City of Vancouver Archives: CVA 228-385 - Traffic paint jeep
1952 - 1954: "Totem" Base
Issuing Statistics
C1 to C90-000
400001 to 485000*
C1 to C90-000
* Renewal Tabs were issued in 1953 instead of license plates.
To see a Gallery displaying how the various prefixes were issued in each year, simply Click Here.

What sets the Commercial version of the Totem base apart from the Passenger is the absence of the maple leaf encompassing the thunderbird totem - principally due to space constraints.
A minor design variation is visible in later issues where the "52" date stamp has been removed. It is thought that the transition occured after the 90,000 mark and reflects plates issued in 1953 (and which would have been validated through the use of the tab):

1952 Base - Dated Version

1952 Base - Undated Version

The series is known to have progressed beyond the 99,999 mark and was extended through the use of a "CA" prefix (above). Due to space contraints, the Commercial base was also required to use a separate renewal tab in 1953 (at right). The obvious differences are the absence of the maple leaf and the spacing of the date, with the less obvious difference being the placement of the registration number (which is vertical on the Commercial tab and horizontal on the Passenger tab).

1953 Commercial Tab

1953 Passenger Tab

This plate was rejected due to a defect under the five in "52".

1955 - 1956
Issuing Statistics
C1 to C95-000
To see a Gallery displaying how the various prefixes were issued in each year, simply Click Here.

1957 - 1963
Issuing Statistics
To see a Gallery displaying how the various prefixes were issued in each year, simply Click Here.

An odd plate type that has confounded collector's for years is the unique stacked "CF" prefix plates issued for what appears to have been a single year in 1960.
1960 Stacked "CF" Prefix License Plates
Jon Ilnytzky Collection Neale Hankins Collection
Rick Pilotte Collection
Technically, as the "CF" probably forms part of the serial number, than it should follow that these are likely Commercial Truck plates (NOTE: the Province did issue other two-digit Commercial prefix plates in 1960, such as "CA", "CE", "CH" & "CJ").
What is interesting is the use of a stacked prefix, which, while common in other jurisidictions, has never been used in British Columbia.

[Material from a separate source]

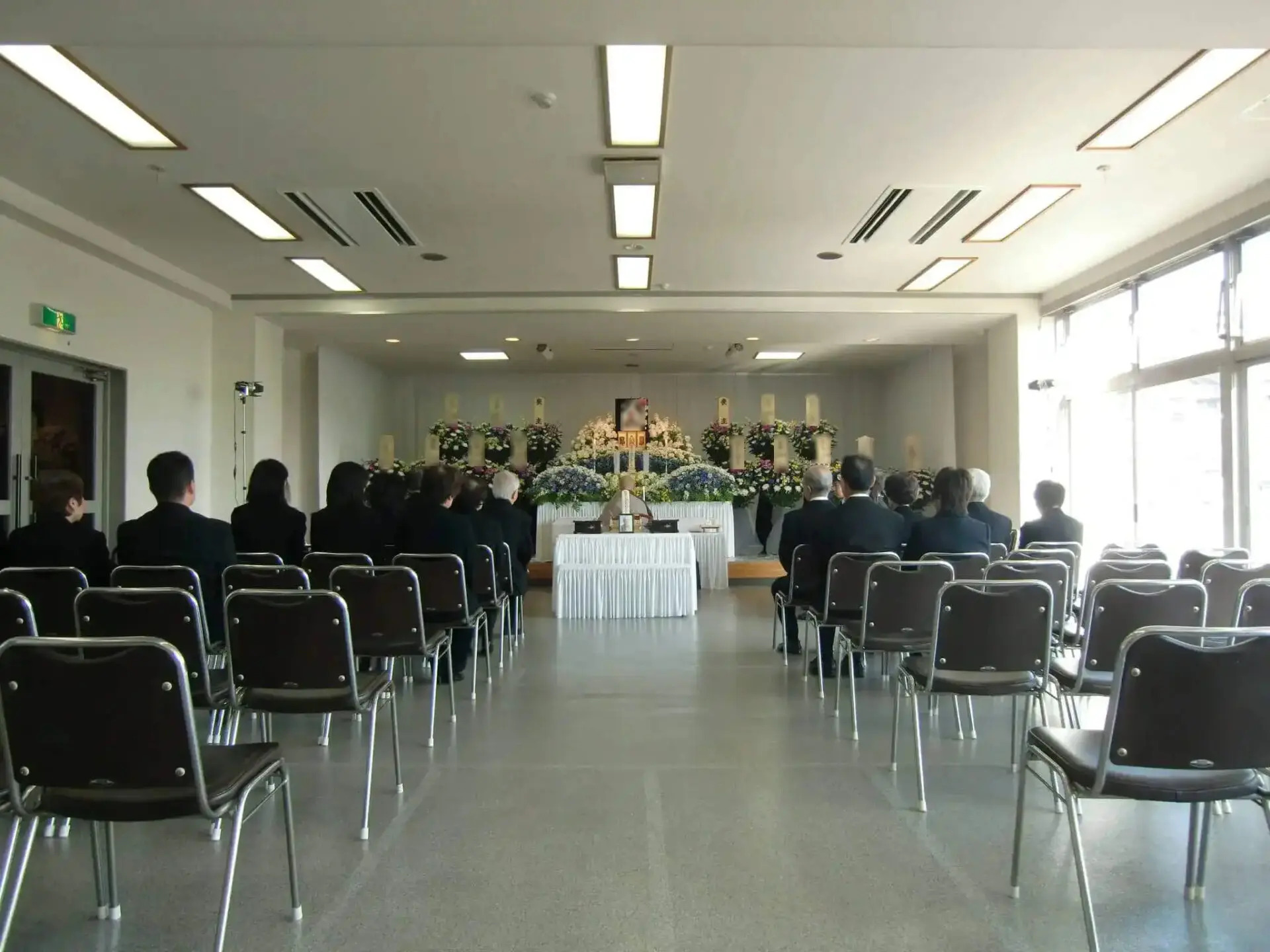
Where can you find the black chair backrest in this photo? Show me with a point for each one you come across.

Possibly, the use of the stacked prfix was to delineate a special type of commercial vehicle, and the image below does provide some possible hints:

This photo appeared in the October 1960 edition of "Bus and Truck Transport" and was part of an article on White Pass, a trucking firm that operated out of the Yukon Territory. The caption that accompanied this particular photo read: "Heavy chanins are carried all year round. They are used particularly on icy roads in winter, but also in summer when a truck uses muddy back roads."
Given this particular truck was registered in the Yukon (hence the 1960 Yukon Licence Plate No. T656 attached to the right of the BC plate No. "CF-1275"), but conducting business in British Columbia as well as Alaska, possibly the "CF" prefix was issued to out-of-province commercial haulers and is a forerunner of the Prorate ("P") that would be issued starting in 1962. Of course, this begs the question as to what happened in 1961, and as more information becomes available we will post it here ...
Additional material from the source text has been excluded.